11. International Drug Chemistry Conference, Antalya, Turkey, 9 - 12 March 2023, pp.84
Seasonal influenza is a major public health problem caused by globally circulating influenza A and B
viruses. To face the emerging resistance to presently available drugs for the treatment of influenza
virus infections, new anti-influenza drugs, preferably with different mechanisms of action, are needed
(1). A class of influenza virus fusion inhibitors with N-(1-thia-4-azaspiro[4.5]decan-4-yl)carboxamide
scaffold and strong activity against H3 hemagglutinin (HA) have been identified previously (2-5). These
compounds were found to interfere with HA-mediated fusion of the influenza virus. In this context, we
have designed and synthesized new spiro analogues carrying a substituted benzamide function. The
structures of obtained compounds were established by using spectroscopic and microanalytical data.

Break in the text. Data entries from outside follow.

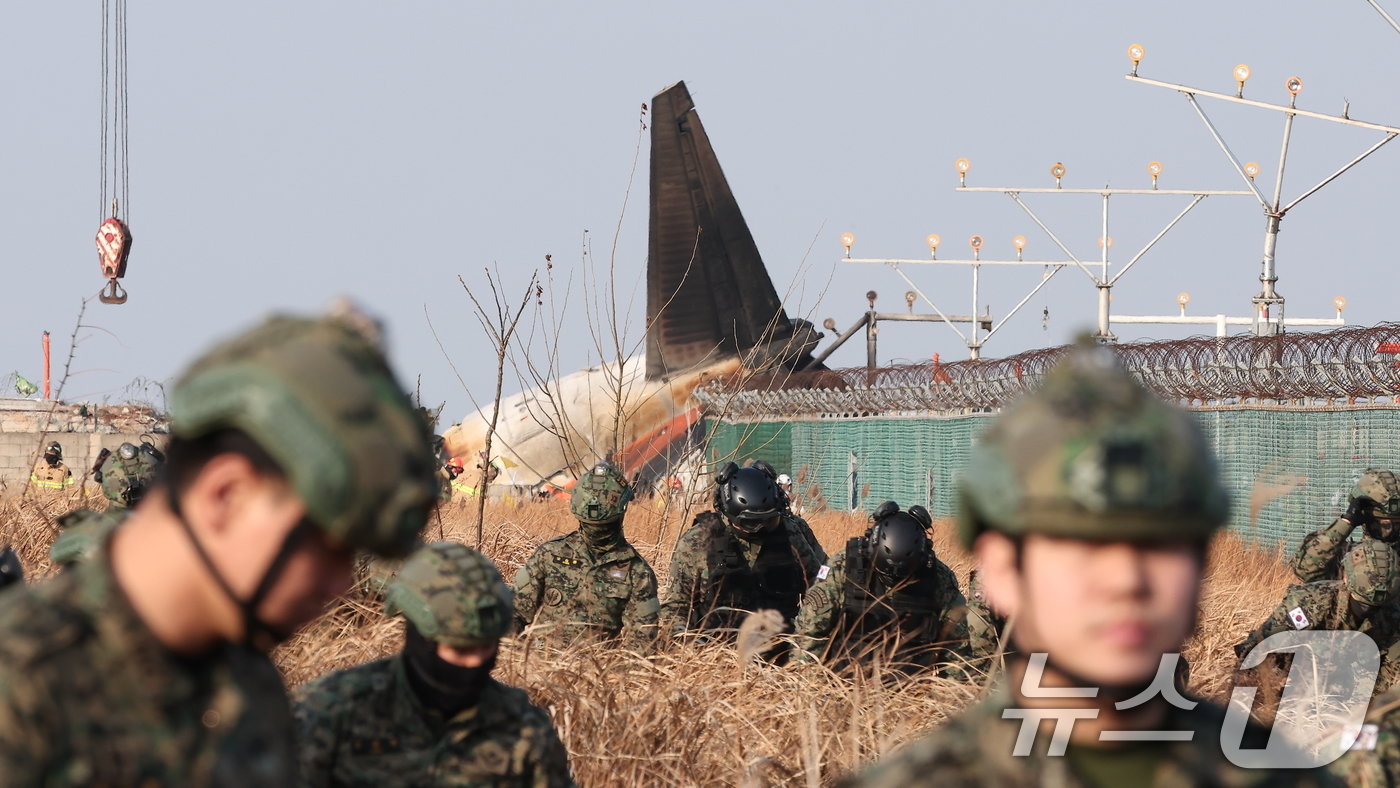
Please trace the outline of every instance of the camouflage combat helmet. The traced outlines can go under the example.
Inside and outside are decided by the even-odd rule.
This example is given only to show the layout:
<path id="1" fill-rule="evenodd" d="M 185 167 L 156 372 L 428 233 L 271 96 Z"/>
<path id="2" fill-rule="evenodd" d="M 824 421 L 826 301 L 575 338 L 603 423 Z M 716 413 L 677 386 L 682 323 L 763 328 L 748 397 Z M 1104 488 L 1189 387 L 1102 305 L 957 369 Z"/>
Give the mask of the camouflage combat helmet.
<path id="1" fill-rule="evenodd" d="M 1375 517 L 1400 520 L 1400 481 L 1391 471 L 1367 468 L 1351 491 L 1351 500 L 1358 498 L 1375 501 L 1376 507 L 1372 510 Z"/>
<path id="2" fill-rule="evenodd" d="M 58 524 L 63 531 L 49 547 L 49 561 L 59 567 L 86 561 L 129 514 L 126 509 L 114 507 L 105 512 L 74 509 L 60 516 Z"/>
<path id="3" fill-rule="evenodd" d="M 969 548 L 983 529 L 1204 540 L 1230 511 L 1195 419 L 1084 342 L 987 428 L 958 493 L 958 535 Z"/>
<path id="4" fill-rule="evenodd" d="M 514 596 L 491 559 L 457 542 L 433 542 L 408 559 L 384 595 L 423 637 L 455 648 L 501 639 L 515 616 Z"/>
<path id="5" fill-rule="evenodd" d="M 135 507 L 155 481 L 158 465 L 154 456 L 143 456 L 135 445 L 123 443 L 112 466 L 102 474 L 102 494 L 113 506 Z"/>
<path id="6" fill-rule="evenodd" d="M 1372 607 L 1390 603 L 1400 594 L 1400 563 L 1390 545 L 1362 539 L 1342 556 L 1342 578 L 1352 599 Z"/>
<path id="7" fill-rule="evenodd" d="M 310 522 L 352 547 L 410 552 L 437 500 L 427 424 L 357 313 L 276 316 L 218 345 L 176 383 L 171 414 L 176 438 L 246 433 Z"/>
<path id="8" fill-rule="evenodd" d="M 602 525 L 622 519 L 632 500 L 627 477 L 609 462 L 600 462 L 574 485 L 569 512 L 581 523 Z"/>

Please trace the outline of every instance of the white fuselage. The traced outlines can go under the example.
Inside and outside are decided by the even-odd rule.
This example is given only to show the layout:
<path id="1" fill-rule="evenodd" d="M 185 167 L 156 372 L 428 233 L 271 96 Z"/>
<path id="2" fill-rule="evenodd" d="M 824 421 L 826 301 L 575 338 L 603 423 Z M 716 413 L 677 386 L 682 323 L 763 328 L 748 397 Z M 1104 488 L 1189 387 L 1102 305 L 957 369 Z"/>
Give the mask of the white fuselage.
<path id="1" fill-rule="evenodd" d="M 646 359 L 590 367 L 501 400 L 491 457 L 498 483 L 534 485 L 571 479 L 584 467 L 620 451 L 695 407 L 702 383 L 739 370 L 738 360 L 647 380 Z M 444 433 L 449 456 L 468 473 L 486 445 L 492 406 L 486 404 Z"/>

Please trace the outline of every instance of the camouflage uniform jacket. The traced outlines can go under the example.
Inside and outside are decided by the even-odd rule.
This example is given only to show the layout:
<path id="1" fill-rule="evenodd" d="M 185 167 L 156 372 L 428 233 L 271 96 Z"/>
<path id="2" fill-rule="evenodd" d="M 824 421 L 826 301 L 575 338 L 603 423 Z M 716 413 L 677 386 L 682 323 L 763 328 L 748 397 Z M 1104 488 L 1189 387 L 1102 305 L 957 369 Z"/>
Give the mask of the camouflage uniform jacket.
<path id="1" fill-rule="evenodd" d="M 168 651 L 105 551 L 0 605 L 0 781 L 288 785 L 292 716 L 268 658 Z"/>
<path id="2" fill-rule="evenodd" d="M 831 559 L 824 567 L 825 577 L 818 571 L 821 579 L 802 597 L 794 622 L 801 648 L 817 656 L 844 655 L 889 637 L 899 641 L 891 657 L 914 666 L 946 661 L 950 652 L 964 659 L 969 656 L 967 600 L 958 590 L 953 570 L 935 558 L 932 567 L 904 588 L 879 589 L 871 585 L 871 578 L 863 588 L 853 588 L 860 580 L 847 571 L 850 549 Z"/>
<path id="3" fill-rule="evenodd" d="M 810 533 L 810 528 L 803 529 L 798 525 L 796 516 L 784 515 L 781 526 L 773 534 L 750 541 L 734 535 L 714 512 L 696 516 L 695 522 L 681 534 L 671 554 L 670 583 L 661 600 L 662 627 L 669 632 L 680 632 L 725 627 L 733 623 L 722 621 L 723 617 L 710 616 L 712 611 L 709 609 L 714 606 L 711 600 L 719 590 L 711 577 L 715 553 L 712 548 L 723 545 L 732 546 L 738 553 L 735 556 L 736 563 L 741 564 L 737 567 L 738 574 L 744 576 L 738 578 L 740 580 L 755 579 L 760 573 L 755 568 L 761 558 L 765 566 L 791 576 L 791 594 L 787 593 L 787 588 L 780 589 L 778 596 L 781 599 L 776 605 L 786 608 L 779 612 L 791 620 L 797 615 L 802 595 L 816 582 L 817 572 L 826 563 L 825 551 L 806 535 Z M 761 578 L 758 580 L 762 582 Z"/>
<path id="4" fill-rule="evenodd" d="M 976 569 L 972 570 L 967 577 L 967 633 L 971 656 L 974 659 L 995 656 L 1005 628 L 1006 618 L 987 604 L 982 579 Z"/>
<path id="5" fill-rule="evenodd" d="M 1002 688 L 943 727 L 896 750 L 865 771 L 847 777 L 839 785 L 845 788 L 924 785 L 1088 788 L 1095 784 L 1075 772 L 1072 757 L 1046 754 L 1050 740 L 1046 727 L 1035 737 L 1031 754 L 1012 755 L 1023 721 L 1002 717 L 1011 703 L 1010 693 Z M 1151 748 L 1152 778 L 1149 783 L 1134 788 L 1334 784 L 1320 771 L 1270 771 L 1235 766 L 1221 751 L 1224 709 L 1205 701 L 1197 701 L 1189 711 L 1177 706 L 1168 708 L 1168 717 L 1161 729 L 1192 731 L 1191 740 L 1145 743 L 1143 746 Z M 1246 746 L 1261 747 L 1268 741 L 1268 731 L 1251 723 L 1244 738 Z M 1074 751 L 1071 745 L 1070 753 Z"/>
<path id="6" fill-rule="evenodd" d="M 1386 605 L 1358 626 L 1352 619 L 1346 584 L 1341 580 L 1291 585 L 1283 602 L 1244 641 L 1235 646 L 1235 655 L 1243 657 L 1255 645 L 1270 635 L 1293 630 L 1354 629 L 1370 636 L 1381 652 L 1380 674 L 1373 694 L 1395 686 L 1400 680 L 1400 608 Z"/>
<path id="7" fill-rule="evenodd" d="M 451 719 L 425 709 L 402 656 L 322 676 L 296 691 L 308 786 L 572 786 L 549 715 L 523 690 L 487 681 Z"/>
<path id="8" fill-rule="evenodd" d="M 630 645 L 656 639 L 656 573 L 632 545 L 595 554 L 579 531 L 535 548 L 515 575 L 516 626 L 551 626 L 551 637 L 613 637 Z"/>
<path id="9" fill-rule="evenodd" d="M 828 560 L 826 550 L 822 549 L 822 543 L 817 541 L 817 535 L 813 533 L 812 526 L 803 519 L 801 515 L 795 514 L 790 509 L 783 512 L 783 519 L 791 522 L 798 532 L 802 534 L 802 538 L 807 540 L 807 544 L 812 546 L 812 552 L 816 554 L 817 562 L 819 564 L 825 564 Z"/>
<path id="10" fill-rule="evenodd" d="M 1342 555 L 1352 545 L 1350 537 L 1355 527 L 1338 517 L 1326 528 L 1303 537 L 1303 543 L 1298 546 L 1298 553 L 1293 556 L 1293 574 L 1304 583 L 1341 580 Z M 1371 537 L 1363 535 L 1361 538 Z"/>

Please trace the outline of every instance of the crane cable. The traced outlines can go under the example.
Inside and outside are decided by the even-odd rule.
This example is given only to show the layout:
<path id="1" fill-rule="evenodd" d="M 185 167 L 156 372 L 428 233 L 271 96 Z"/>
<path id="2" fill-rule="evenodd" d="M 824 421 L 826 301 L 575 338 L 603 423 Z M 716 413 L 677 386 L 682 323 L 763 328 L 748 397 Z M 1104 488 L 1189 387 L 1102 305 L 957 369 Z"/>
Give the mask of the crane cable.
<path id="1" fill-rule="evenodd" d="M 126 290 L 117 280 L 126 275 L 126 261 L 131 254 L 131 231 L 127 226 L 131 219 L 131 180 L 126 40 L 126 0 L 102 0 L 97 253 L 102 275 L 108 280 L 98 298 L 107 304 L 126 301 Z"/>

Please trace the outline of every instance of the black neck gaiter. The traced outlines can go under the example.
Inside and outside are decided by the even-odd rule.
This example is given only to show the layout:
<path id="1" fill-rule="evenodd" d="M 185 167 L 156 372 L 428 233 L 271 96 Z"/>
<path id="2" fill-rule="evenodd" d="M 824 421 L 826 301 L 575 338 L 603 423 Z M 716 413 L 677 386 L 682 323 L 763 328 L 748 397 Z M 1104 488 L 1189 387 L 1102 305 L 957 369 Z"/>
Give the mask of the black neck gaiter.
<path id="1" fill-rule="evenodd" d="M 408 684 L 418 701 L 445 717 L 475 706 L 496 667 L 494 654 L 476 668 L 444 662 L 437 655 L 437 644 L 423 637 L 412 622 L 408 622 L 404 636 L 403 661 Z"/>
<path id="2" fill-rule="evenodd" d="M 595 553 L 606 553 L 622 546 L 622 521 L 615 520 L 611 523 L 593 525 L 592 523 L 580 522 L 578 530 L 583 534 L 584 541 L 588 542 L 588 547 Z"/>

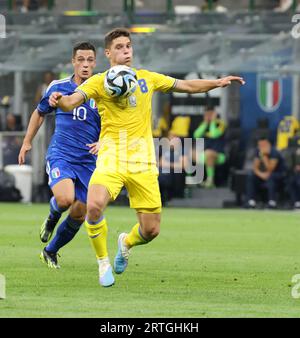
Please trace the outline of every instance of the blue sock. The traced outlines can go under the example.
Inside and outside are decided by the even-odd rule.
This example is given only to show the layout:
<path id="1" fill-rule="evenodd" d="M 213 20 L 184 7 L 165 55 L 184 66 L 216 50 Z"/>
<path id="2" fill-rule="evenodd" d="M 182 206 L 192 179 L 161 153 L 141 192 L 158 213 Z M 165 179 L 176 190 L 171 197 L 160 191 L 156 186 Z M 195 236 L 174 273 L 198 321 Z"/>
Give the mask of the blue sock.
<path id="1" fill-rule="evenodd" d="M 60 248 L 71 241 L 80 229 L 82 222 L 75 221 L 68 215 L 59 225 L 55 237 L 46 246 L 46 251 L 57 252 Z"/>
<path id="2" fill-rule="evenodd" d="M 66 211 L 68 208 L 60 208 L 57 205 L 56 199 L 54 196 L 50 199 L 50 215 L 49 218 L 51 218 L 54 221 L 58 221 L 61 217 L 61 214 Z"/>

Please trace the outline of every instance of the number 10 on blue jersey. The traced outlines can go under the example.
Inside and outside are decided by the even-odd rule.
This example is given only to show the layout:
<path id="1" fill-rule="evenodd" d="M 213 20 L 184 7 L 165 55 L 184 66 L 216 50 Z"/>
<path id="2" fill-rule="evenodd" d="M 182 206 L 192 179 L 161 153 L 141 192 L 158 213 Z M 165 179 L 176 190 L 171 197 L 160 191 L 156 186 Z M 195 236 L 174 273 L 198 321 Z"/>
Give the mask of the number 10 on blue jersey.
<path id="1" fill-rule="evenodd" d="M 85 121 L 87 117 L 87 109 L 79 106 L 73 109 L 73 120 Z"/>

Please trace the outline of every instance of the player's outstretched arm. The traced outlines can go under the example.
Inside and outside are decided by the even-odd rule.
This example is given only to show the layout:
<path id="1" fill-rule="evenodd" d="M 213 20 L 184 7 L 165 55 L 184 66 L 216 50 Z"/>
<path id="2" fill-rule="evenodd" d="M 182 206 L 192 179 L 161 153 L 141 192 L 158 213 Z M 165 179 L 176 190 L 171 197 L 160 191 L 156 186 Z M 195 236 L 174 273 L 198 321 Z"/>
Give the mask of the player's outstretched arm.
<path id="1" fill-rule="evenodd" d="M 23 144 L 18 156 L 19 164 L 25 163 L 26 153 L 32 148 L 32 140 L 44 122 L 44 117 L 39 114 L 37 109 L 31 114 Z"/>
<path id="2" fill-rule="evenodd" d="M 49 97 L 49 104 L 53 108 L 59 107 L 63 111 L 72 111 L 84 102 L 81 93 L 76 92 L 69 96 L 63 96 L 60 92 L 53 92 Z"/>
<path id="3" fill-rule="evenodd" d="M 226 76 L 217 80 L 178 80 L 173 91 L 189 94 L 204 93 L 215 88 L 227 87 L 231 85 L 232 81 L 237 81 L 242 85 L 245 84 L 244 79 L 239 76 Z"/>

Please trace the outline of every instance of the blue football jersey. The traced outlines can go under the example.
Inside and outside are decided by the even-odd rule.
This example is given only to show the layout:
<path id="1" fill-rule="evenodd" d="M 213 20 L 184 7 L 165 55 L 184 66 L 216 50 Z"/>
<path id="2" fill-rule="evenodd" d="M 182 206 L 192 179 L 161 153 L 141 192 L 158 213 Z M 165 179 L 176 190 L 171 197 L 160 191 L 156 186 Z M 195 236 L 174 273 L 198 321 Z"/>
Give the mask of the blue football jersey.
<path id="1" fill-rule="evenodd" d="M 52 81 L 37 106 L 40 115 L 55 111 L 55 131 L 48 147 L 46 159 L 62 158 L 72 163 L 95 163 L 96 156 L 89 153 L 87 143 L 97 142 L 100 135 L 100 116 L 94 100 L 88 100 L 72 112 L 49 105 L 53 92 L 71 95 L 77 88 L 73 76 Z"/>

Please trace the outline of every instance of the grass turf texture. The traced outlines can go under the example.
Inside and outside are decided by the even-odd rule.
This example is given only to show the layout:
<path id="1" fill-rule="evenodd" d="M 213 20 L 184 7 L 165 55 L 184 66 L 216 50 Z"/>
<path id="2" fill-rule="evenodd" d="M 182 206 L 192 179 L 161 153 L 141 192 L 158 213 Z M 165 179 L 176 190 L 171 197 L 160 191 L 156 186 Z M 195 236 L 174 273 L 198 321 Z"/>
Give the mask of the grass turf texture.
<path id="1" fill-rule="evenodd" d="M 164 209 L 160 236 L 132 250 L 111 288 L 85 229 L 61 250 L 60 270 L 39 259 L 47 205 L 0 204 L 0 317 L 300 317 L 291 279 L 300 273 L 299 214 Z M 135 224 L 109 207 L 109 253 Z"/>

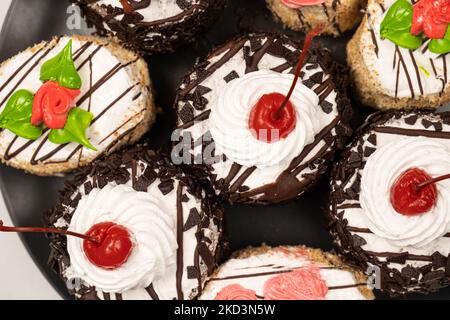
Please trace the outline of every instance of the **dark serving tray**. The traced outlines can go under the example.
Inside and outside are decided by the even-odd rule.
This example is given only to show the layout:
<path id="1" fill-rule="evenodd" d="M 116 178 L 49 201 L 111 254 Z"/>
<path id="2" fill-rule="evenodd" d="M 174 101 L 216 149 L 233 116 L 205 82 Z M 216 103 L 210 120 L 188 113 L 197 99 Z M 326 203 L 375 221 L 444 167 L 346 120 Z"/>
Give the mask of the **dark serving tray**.
<path id="1" fill-rule="evenodd" d="M 152 80 L 157 92 L 157 105 L 164 113 L 146 136 L 150 144 L 157 148 L 169 140 L 175 126 L 175 113 L 172 104 L 175 91 L 199 56 L 205 56 L 213 46 L 219 45 L 239 32 L 281 31 L 301 37 L 300 33 L 283 30 L 272 21 L 264 0 L 229 0 L 229 6 L 214 28 L 205 34 L 195 45 L 182 48 L 175 54 L 151 57 L 148 59 Z M 14 0 L 8 12 L 0 36 L 0 60 L 54 35 L 80 33 L 68 30 L 66 21 L 68 1 L 64 0 Z M 83 29 L 82 32 L 86 32 Z M 341 63 L 345 63 L 345 45 L 351 33 L 343 38 L 321 37 L 316 43 L 329 48 Z M 372 111 L 354 104 L 356 128 Z M 57 191 L 70 178 L 42 178 L 26 174 L 0 165 L 0 187 L 6 206 L 16 225 L 38 226 L 42 224 L 42 212 L 55 203 Z M 327 177 L 312 192 L 288 204 L 249 207 L 227 206 L 226 218 L 228 233 L 233 250 L 261 243 L 269 245 L 305 244 L 307 246 L 330 250 L 331 238 L 325 229 L 323 209 L 328 194 Z M 64 283 L 47 266 L 48 241 L 42 235 L 22 235 L 30 255 L 44 275 L 64 298 L 70 298 Z M 5 257 L 6 258 L 6 257 Z M 11 266 L 20 268 L 20 266 Z M 377 294 L 379 298 L 387 298 Z M 449 299 L 450 288 L 428 296 L 410 295 L 411 299 Z"/>

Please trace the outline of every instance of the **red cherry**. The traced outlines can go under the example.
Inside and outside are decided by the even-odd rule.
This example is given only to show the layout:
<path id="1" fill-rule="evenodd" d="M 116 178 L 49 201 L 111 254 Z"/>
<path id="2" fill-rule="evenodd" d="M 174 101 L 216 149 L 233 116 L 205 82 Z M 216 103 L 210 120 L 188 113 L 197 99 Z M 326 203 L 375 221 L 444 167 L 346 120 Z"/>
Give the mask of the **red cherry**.
<path id="1" fill-rule="evenodd" d="M 103 269 L 117 269 L 128 260 L 133 250 L 129 231 L 113 222 L 98 223 L 86 235 L 97 241 L 85 240 L 84 252 L 92 264 Z"/>
<path id="2" fill-rule="evenodd" d="M 258 140 L 268 143 L 276 142 L 279 139 L 286 138 L 295 129 L 297 117 L 295 108 L 289 99 L 297 85 L 312 40 L 321 31 L 322 27 L 318 27 L 306 35 L 303 49 L 298 59 L 295 77 L 288 94 L 286 96 L 278 92 L 265 94 L 253 106 L 248 119 L 248 126 Z"/>
<path id="3" fill-rule="evenodd" d="M 295 129 L 297 118 L 294 106 L 288 101 L 277 119 L 275 113 L 286 97 L 281 93 L 269 93 L 263 95 L 253 107 L 249 127 L 254 130 L 256 138 L 260 141 L 275 142 L 286 138 Z"/>
<path id="4" fill-rule="evenodd" d="M 423 170 L 405 171 L 391 188 L 391 203 L 395 211 L 405 216 L 417 216 L 430 211 L 436 204 L 437 190 L 431 177 Z"/>

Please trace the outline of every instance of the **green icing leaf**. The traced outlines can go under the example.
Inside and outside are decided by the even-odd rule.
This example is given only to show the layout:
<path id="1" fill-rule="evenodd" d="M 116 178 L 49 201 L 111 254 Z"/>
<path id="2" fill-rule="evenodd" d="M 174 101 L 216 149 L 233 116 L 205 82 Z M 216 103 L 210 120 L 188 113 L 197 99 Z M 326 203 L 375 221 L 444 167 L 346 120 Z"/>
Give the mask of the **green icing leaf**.
<path id="1" fill-rule="evenodd" d="M 81 88 L 81 77 L 72 58 L 72 40 L 56 57 L 42 65 L 40 80 L 42 82 L 56 81 L 60 86 L 69 89 Z"/>
<path id="2" fill-rule="evenodd" d="M 422 45 L 421 36 L 411 34 L 413 7 L 407 0 L 397 0 L 381 22 L 380 34 L 402 48 L 415 50 Z"/>
<path id="3" fill-rule="evenodd" d="M 94 115 L 80 108 L 70 110 L 64 129 L 52 130 L 48 140 L 55 144 L 77 142 L 86 148 L 97 151 L 86 137 L 86 129 L 92 122 Z"/>
<path id="4" fill-rule="evenodd" d="M 18 90 L 6 103 L 0 114 L 0 128 L 7 129 L 19 137 L 36 140 L 42 128 L 31 124 L 34 95 L 28 90 Z"/>
<path id="5" fill-rule="evenodd" d="M 428 50 L 437 54 L 446 54 L 450 52 L 450 25 L 443 39 L 432 39 L 428 45 Z"/>

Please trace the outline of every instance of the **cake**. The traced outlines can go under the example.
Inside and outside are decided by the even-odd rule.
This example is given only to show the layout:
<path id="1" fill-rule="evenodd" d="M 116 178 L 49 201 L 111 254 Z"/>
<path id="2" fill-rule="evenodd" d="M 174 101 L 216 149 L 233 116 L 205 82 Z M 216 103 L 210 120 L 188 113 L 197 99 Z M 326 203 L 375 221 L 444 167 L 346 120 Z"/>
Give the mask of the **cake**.
<path id="1" fill-rule="evenodd" d="M 450 272 L 450 116 L 370 116 L 336 164 L 330 230 L 348 261 L 392 295 L 430 293 Z M 439 178 L 439 179 L 438 179 Z"/>
<path id="2" fill-rule="evenodd" d="M 194 42 L 223 11 L 226 0 L 71 0 L 101 35 L 145 54 L 173 52 Z"/>
<path id="3" fill-rule="evenodd" d="M 386 110 L 434 108 L 450 101 L 449 6 L 446 0 L 415 5 L 369 0 L 347 46 L 357 96 L 364 104 Z M 434 26 L 433 19 L 442 23 Z M 442 27 L 444 33 L 432 31 Z"/>
<path id="4" fill-rule="evenodd" d="M 50 266 L 77 299 L 194 299 L 227 248 L 211 192 L 145 146 L 81 169 L 60 195 L 47 226 L 120 241 L 108 256 L 108 243 L 51 237 Z"/>
<path id="5" fill-rule="evenodd" d="M 147 64 L 110 39 L 57 37 L 0 65 L 0 160 L 36 175 L 137 141 L 155 114 Z"/>
<path id="6" fill-rule="evenodd" d="M 324 27 L 324 33 L 341 36 L 361 21 L 365 0 L 266 0 L 276 20 L 287 28 L 308 32 Z"/>
<path id="7" fill-rule="evenodd" d="M 352 112 L 346 68 L 326 49 L 305 50 L 295 85 L 301 48 L 283 35 L 249 34 L 201 59 L 177 91 L 174 161 L 232 203 L 285 202 L 310 189 L 351 135 Z M 281 119 L 293 122 L 263 129 L 258 112 L 272 109 L 261 103 L 282 106 L 290 88 Z"/>
<path id="8" fill-rule="evenodd" d="M 372 300 L 366 276 L 337 256 L 303 246 L 239 251 L 208 280 L 200 300 Z"/>

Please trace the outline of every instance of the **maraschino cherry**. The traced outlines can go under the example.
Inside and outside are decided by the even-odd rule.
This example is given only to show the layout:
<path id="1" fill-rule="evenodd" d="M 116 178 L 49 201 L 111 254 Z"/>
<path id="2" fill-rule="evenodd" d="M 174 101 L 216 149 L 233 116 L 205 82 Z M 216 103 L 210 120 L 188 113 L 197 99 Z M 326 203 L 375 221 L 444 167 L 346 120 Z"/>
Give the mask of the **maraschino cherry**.
<path id="1" fill-rule="evenodd" d="M 431 178 L 419 168 L 412 168 L 400 175 L 391 188 L 391 203 L 395 211 L 405 216 L 422 215 L 436 204 L 436 182 L 450 179 L 450 174 Z"/>
<path id="2" fill-rule="evenodd" d="M 133 251 L 129 231 L 116 223 L 98 223 L 86 235 L 97 239 L 96 242 L 83 242 L 86 256 L 97 267 L 117 269 L 128 260 Z"/>
<path id="3" fill-rule="evenodd" d="M 263 95 L 253 106 L 249 117 L 249 128 L 256 134 L 258 140 L 268 143 L 276 142 L 279 139 L 286 138 L 295 129 L 297 122 L 296 112 L 289 99 L 297 85 L 312 40 L 321 31 L 322 27 L 318 27 L 306 35 L 294 81 L 287 96 L 278 92 L 268 93 Z M 275 132 L 277 134 L 272 136 L 272 133 Z"/>
<path id="4" fill-rule="evenodd" d="M 83 249 L 89 261 L 107 270 L 114 270 L 123 265 L 133 251 L 129 231 L 113 222 L 98 223 L 86 234 L 80 234 L 57 228 L 6 227 L 0 220 L 0 232 L 54 233 L 83 239 Z"/>
<path id="5" fill-rule="evenodd" d="M 134 12 L 134 8 L 129 0 L 120 0 L 120 4 L 122 5 L 123 11 L 126 14 L 132 14 Z"/>

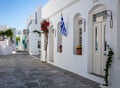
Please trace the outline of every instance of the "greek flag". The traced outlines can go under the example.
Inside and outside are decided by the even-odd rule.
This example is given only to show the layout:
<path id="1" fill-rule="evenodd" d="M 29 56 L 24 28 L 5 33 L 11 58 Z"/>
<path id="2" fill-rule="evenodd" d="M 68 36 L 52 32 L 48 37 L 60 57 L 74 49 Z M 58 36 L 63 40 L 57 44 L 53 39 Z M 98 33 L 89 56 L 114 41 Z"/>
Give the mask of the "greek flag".
<path id="1" fill-rule="evenodd" d="M 61 32 L 64 36 L 67 36 L 67 30 L 66 30 L 66 28 L 65 28 L 65 24 L 64 24 L 64 21 L 63 21 L 63 16 L 62 16 L 62 14 L 61 14 L 61 25 L 60 25 L 60 27 L 61 27 L 60 32 Z"/>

The compounds were tested for in vitro antiviral activity against selected DNA and RNA viruses in
MDCK, CRFK, Vero, HEL, HeLa and MT-4 cells. One derivative exhibited good in vitro inhibition against
influenza A/H3N2 virus at low micromolar concentration. The mechanism of action was elucidated by
performing HA-mediated fusion (syncytium formation) assay. The result of this test indicated that the
compound blocks hemagglutinin mediated membrane fusion as the previously reported counterparts.